From these analyses, compounds demonstrating the highest binding affinities and stable interactions were prioritized for further consideration. Special attention was given to FDA-approved drugs and those currently undergoing clinical trials to streamline their potential for repurposing. By integrating DrugRep’s receptor-based screening capabilities with CB-Dock2’s cavity-specific docking validation, a synergistic workflow was achieved. DrugRep efficiently screened a vast library of compounds to identify high-affinity candidates, while CB-Dock2 confirmed these results and provided deeper insights into the specific molecular interactions at the mutation site.

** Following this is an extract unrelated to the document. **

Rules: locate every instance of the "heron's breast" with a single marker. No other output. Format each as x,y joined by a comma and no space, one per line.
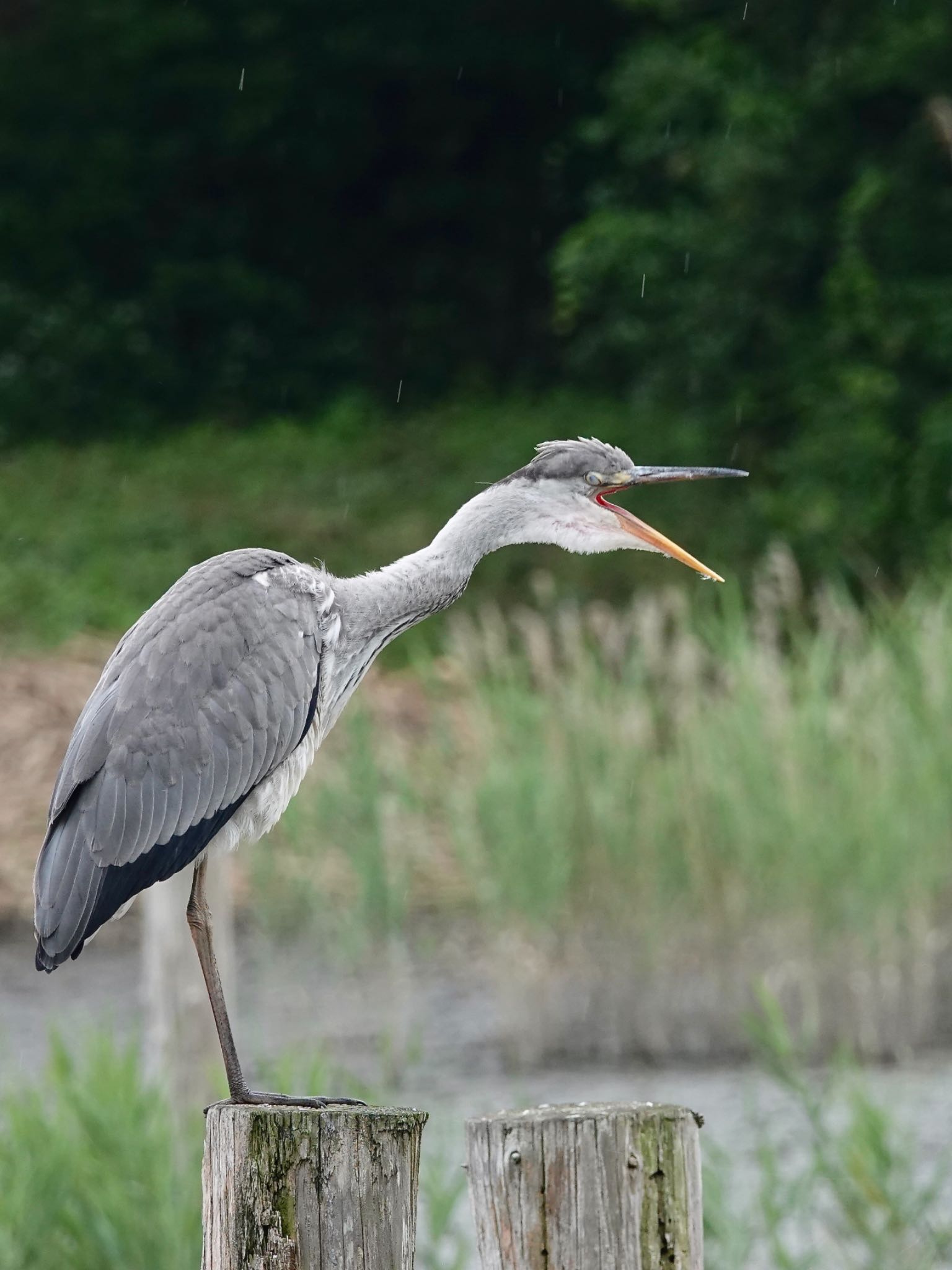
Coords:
266,804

This dual approach successfully identified promising therapeutic candidates targeting the mutated GATA2 protein in glioma. The workflow not only emphasized precision in virtual screening but also highlighted the potential for accelerated drug repurposing. Furthermore, the combination of advanced screening and structural modeling techniques underscores a streamlined and reproducible strategy for prioritizing drug candidates in the context of glioblastoma and other mutation-driven diseases. These findings establish a foundation for future experimental validation and potential clinical translation, reinforcing the utility of in silico methods in precision oncology.

4.1. Limitations

This study has several important limitations that must be acknowledged. Our analysis is based on a single clinical case, which significantly limits the statistical power and generalizability of our findings. The biological relevance of the GATA2 p.Arg396Trp mutation in glioma pathogenesis cannot be established without validation in larger patient cohorts. The drug affinity changes represent computational predictions that require confirmation through biochemical binding assays and functional drug sensitivity testing. The clinical significance of this mutation for patient prognosis and therapeutic response remains unknown and requires long-term follow-up studies in additional cases. We did not perform independent confirmation of the mutation using Sanger sequencing or assess its impact on GATA2 protein expression and function in glioma cells.

4.2. Future Directions

Future studies should focus on experimental validation of our computational predictions through multiple approaches. Sanger sequencing confirmation of the mutation in additional tissue samples would strengthen the genetic findings. Functional assays, including luciferase reporter assays, chromatin immunoprecipitation, and RNA sequencing, could elucidate the transcriptional consequences of the mutation. Cell viability assays and drug sensitivity testing using patient-derived glioma cells would validate the predicted therapeutic implications. Additionally, screening larger cohorts of lower-grade glioma patients for GATA2 mutations could establish the frequency and clinical significance of such alterations in this tumor type.

5. Conclusions

We report the first identification of a GATA2 p.Arg396Trp mutation in a lower-grade glioma patient. Our comprehensive computational analysis suggests this variant may be pathogenic and could influence transcriptional regulation and drug binding affinity. However, these findings represent preliminary observations from a single case that require extensive experimental validation and clinical correlation in larger patient cohorts. While our study provides a foundation for future investigations into the GATA2 role in glioma biology, the clinical significance of this mutation remains to be established through functional studies and expanded clinical series.